Originally published for IAreYeti.

If ‘First Days of Spring’ was Charlie Fink’s break-up album, then ‘Last Night on Earth’ proves that he is most definitely ready to move on, as has been made abundantly clear by the title of lead single, ‘L.I.F.E.G.O.E.S.O.N.’. With references to life and change being thrown around right, left and centre, Noah and the Whale have, undoubtedly, turned a corner with their latest album. Gone are the days of the soft, emotional vocals and arrangements of the last album; instead there are upbeat melodies and big, catchy choruses. Whether the change in mood is genuine or contrived, ‘Last Night on Earth’ makes for one of the most uplifting albums of the year.

The general tone of the album is set straight away with the opening track ‘Life Is Life’, which tells a story of a man ready to “change his ways” and move on with his life. This theme is continued in to the following two tracks, ‘Tonight’s the Kind of Night’ and ‘L.I.F.E.G.O.E.S.O.N.’, as well as being prominent throughout the album. At times, the band almost seem to revisit the sound of their last album, particularly on ‘Wild Thing’ and ‘The Line’, which both have slower melodies and much deeper vocals than the other tracks on the album.

Perhaps one of the biggest differences lyrically on certain tracks is the story-telling style of song writing Fink seems to have adopted. While on the last album, the lyrics were written mostly in first-person and seemed a lot more personal, some of the songs on this album seem to centre around one particular character. However, there is a sense that Fink is just using this character to hide behind sometimes, so as to create a bit of distance and avoid completely divulging his emotions.

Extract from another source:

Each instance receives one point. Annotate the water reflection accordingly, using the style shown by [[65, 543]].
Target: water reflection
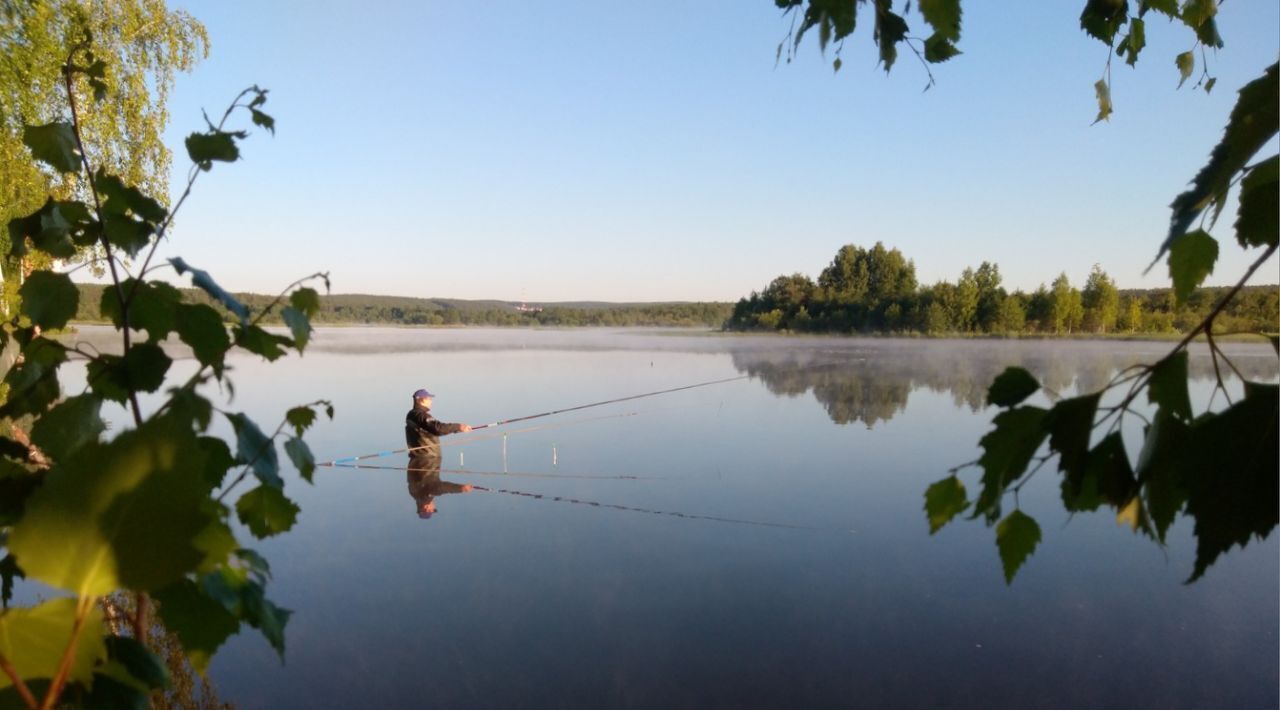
[[425, 484], [873, 384]]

Probably the best thing about Noah and the Whale is that you can’t really compare them to any other bands around at the moment because, although they are considered to have played a large role in the recent ‘folk-pop’ revival, they have a much more unique sound than many other bands in their genre. They haven’t reproduced the same clichéd, banjo-fuelled folk album and, instead, have experimented with different accompaniments and arrangements, while still staying true to the band’s sound. Because of this, they have proved themselves to be a very credible band, worthy of their recent success.